Zapis rozmowy Jacka Bańki z posłem Koalicji Obywatelskiej, Pawłem Kowalem.
Oczekiwania związane z wizytą prezydenta USA były olbrzymie, ale dziś nie brakuje opinii, że może były nieco wygórowane. Pan odczuwa lekki niedosyt po wystąpieniu Bidena w Warszawie?

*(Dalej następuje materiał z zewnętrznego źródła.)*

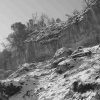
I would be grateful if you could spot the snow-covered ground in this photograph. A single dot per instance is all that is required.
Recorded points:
(77, 79)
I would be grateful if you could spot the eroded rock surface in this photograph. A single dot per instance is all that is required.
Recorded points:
(76, 79)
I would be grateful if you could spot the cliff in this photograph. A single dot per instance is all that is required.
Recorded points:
(82, 29)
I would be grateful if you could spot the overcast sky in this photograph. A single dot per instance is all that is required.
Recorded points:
(21, 11)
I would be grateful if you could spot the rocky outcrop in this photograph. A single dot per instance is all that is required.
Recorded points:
(42, 45)
(71, 79)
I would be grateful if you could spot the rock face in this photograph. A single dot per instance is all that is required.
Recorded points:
(77, 79)
(71, 34)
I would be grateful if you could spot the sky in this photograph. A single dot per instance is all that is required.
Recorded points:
(12, 11)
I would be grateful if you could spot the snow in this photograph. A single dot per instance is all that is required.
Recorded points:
(41, 83)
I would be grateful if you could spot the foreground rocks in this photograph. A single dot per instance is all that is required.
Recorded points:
(64, 78)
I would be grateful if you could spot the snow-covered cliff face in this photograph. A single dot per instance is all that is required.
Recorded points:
(76, 77)
(44, 44)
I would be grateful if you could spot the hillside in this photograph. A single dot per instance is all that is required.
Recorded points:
(82, 29)
(76, 77)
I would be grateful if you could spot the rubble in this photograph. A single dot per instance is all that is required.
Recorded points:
(68, 79)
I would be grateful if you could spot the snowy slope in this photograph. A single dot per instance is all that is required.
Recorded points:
(71, 79)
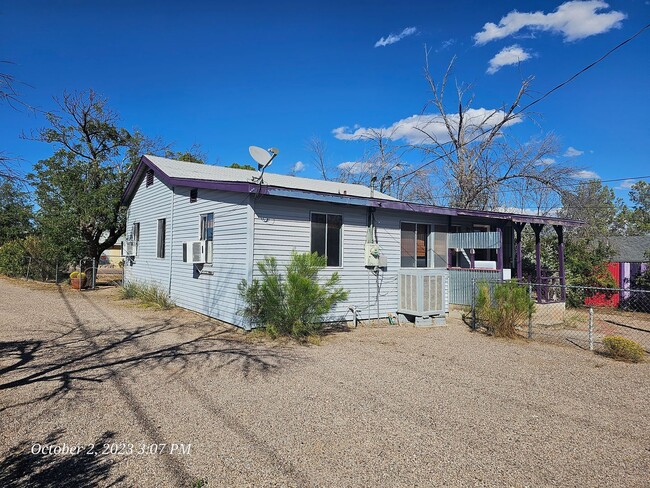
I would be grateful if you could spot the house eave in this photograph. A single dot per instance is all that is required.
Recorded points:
(262, 189)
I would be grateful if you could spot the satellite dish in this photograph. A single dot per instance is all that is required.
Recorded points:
(263, 157)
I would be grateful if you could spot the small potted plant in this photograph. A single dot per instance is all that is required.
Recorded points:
(78, 280)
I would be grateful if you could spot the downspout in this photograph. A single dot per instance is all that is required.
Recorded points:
(171, 243)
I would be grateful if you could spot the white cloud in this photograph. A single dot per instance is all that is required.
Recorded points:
(416, 129)
(574, 20)
(508, 55)
(393, 38)
(355, 167)
(298, 167)
(572, 152)
(545, 162)
(586, 175)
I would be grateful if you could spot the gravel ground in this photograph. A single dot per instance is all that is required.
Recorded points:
(371, 407)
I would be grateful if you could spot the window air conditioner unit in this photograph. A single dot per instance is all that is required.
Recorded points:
(195, 252)
(129, 248)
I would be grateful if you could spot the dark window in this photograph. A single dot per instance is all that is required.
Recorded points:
(415, 245)
(326, 237)
(160, 248)
(207, 226)
(135, 232)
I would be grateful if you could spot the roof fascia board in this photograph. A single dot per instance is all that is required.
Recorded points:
(246, 187)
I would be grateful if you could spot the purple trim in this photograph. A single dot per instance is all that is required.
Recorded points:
(560, 253)
(245, 187)
(518, 228)
(500, 250)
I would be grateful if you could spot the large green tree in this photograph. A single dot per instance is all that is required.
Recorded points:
(78, 189)
(15, 212)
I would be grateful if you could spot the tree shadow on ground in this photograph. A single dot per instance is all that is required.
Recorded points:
(21, 467)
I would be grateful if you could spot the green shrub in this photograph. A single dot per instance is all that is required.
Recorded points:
(149, 295)
(13, 260)
(293, 305)
(624, 349)
(504, 308)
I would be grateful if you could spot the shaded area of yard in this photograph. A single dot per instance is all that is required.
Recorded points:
(372, 407)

- Odczuwam zażenowanie za tych, którym się coś nie podobało. Ludzie nie widzą, co się dzieje na ich oczach. W środku wojny Biden pojechał do stolicy kraju, która jest pod ruskim ostrzałem. Był drugi raz w ciągu roku w Polsce. Dał mocny polityczny sygnał. Powiedział, że Zachód jest zmobilizowany, stworzył wielką koalicję antyputinowską. Proszę zobaczyć, co się działo tego samego dnia. Karol III wizytował szkolących się Ukraińców, Meloni pojechała do Kijowa, łamiąc dotychczasową włoską politykę. Biden jeździł między Kijowem i Warszawą. Putinowi się próby jądrowe nie udały. Biden powiedział, że jest nowy Zachód i zaprosił nas do głównego stolika. Powiedział tylko, że musimy zrobić jedno. Musimy być demokratycznym państwem. Niektórzy mają zwieszoną minę. Jak ktoś stawiał na Orbana, a dostał taką ofertę, jest mu teraz łyso. Rozumiem to.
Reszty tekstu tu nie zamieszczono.